In the report, the doctor said he was away from the medical centre on the day of the procedure.

"Appointments were to be made for follow-up patients only, and not any new patients."

He said when the employee, who was engaged in the clinic as a health care assistant/administration support officer, realised that the woman was a new patient, she telephoned him and asked what she should do.

"I then made an error of judgement and informed her, given the circumstances, to do an initial assessment as I would normally do and if there are no contraindications, to proceed with treatment," the doctor told HDC.

The woman was injected with a total of 30 units of Botox.

In the report, she told the HDC she was not made aware of the risks and side effects prior to treatment, and she was not provided with any written information about it.

The doctor said the fault came from the pressure of having the patient's friends in the room, who came along for the procedure.

"Overwhelmed by an extended audience to witness her actions and their enthusiastic encouragement to go ahead, [the employee] made an error of judgement to forego most of the steps for an initial assessment and proceed with the treatment for [the patient].

"She checked the medical questionnaire for any contraindications and explained the most common side-effects."

The report said the patient signed a consent form, but it was the unqualified employee who signed as the 'doctor'.

"There was no discussion prior to the treatment of the contents of the consent form, nor any discussion on possible risks, side effects, or post treatment protocols," the woman told HDC.

"I was not told how many units I was getting, the only question asked was 'what was I hoping for' (in regard to my wrinkles) and I explained I'd rather have less the first time to see whether I liked it. Then the Botox was injected."

The woman told the commissioner that a couple of days after the procedure, she started experiencing several symptoms.

"Racing heart rate, feeling of dread, shaking, sweating, inability to fall asleep (I was awake the entire night), body felt like it was on fire and I had electrical surges through my arms and legs, heavy legs, feeling [off-balance]."

Deputy Health and Disability Commissioner Deborah James said the doctor breached the code for directing the unqualified employee to administer the woman's Botox injections.

"As the registered health practitioner, the doctor was responsible for ensuring he delegated his clinical work to appropriately qualified and trained staff.

"I am concerned that the doctor also asked the employee to assist with Botox treatments for other consumers, when she was not qualified to do so."

James said the woman was not provided with adequate information, and there was not a proper discussion about the risks and side effects.

"Ultimate responsibility to ensure that the risks were discussed, and that appropriate informed consent was obtained, rested with the doctor as the medical professional who remained responsible for the treatment."

The HDC report showed since the complaint was laid by the patient, the medical centre has reviewed and updated its consent form and its policy and procedure on Botox.

It said the doctor was no longer practising, and his practising certificate expired in 2020.
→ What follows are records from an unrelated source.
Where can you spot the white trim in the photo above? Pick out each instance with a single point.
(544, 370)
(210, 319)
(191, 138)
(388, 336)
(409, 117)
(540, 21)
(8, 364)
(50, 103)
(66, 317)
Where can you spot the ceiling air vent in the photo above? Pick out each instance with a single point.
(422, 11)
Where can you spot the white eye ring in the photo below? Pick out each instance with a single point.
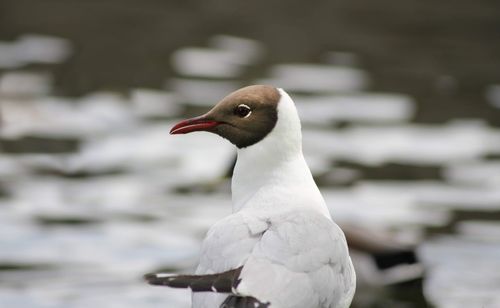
(248, 108)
"The employee told HDC she now works in a job 'which does not include any type of clinical activities or cosmetic treatments'," the report said.

In a list of recommendations, the Commissioner suggested the doctor undertake a competence review, with the assistance of the Medical Council of New Zealand, if he decided to return to medical practice.

She also recommended that if the medical centre reviews and updates its policy to ensure that only a doctor or registered nurse can provide Botox treatment, and not a 'physician assistant'.

"I recommend that [the employee] familiarise herself with the requirements to practise as a registered nurse in New Zealand.

"I also recommend that [the employee] ensure that she does not sign any documentation or consent forms as a 'doctor' in future," James said.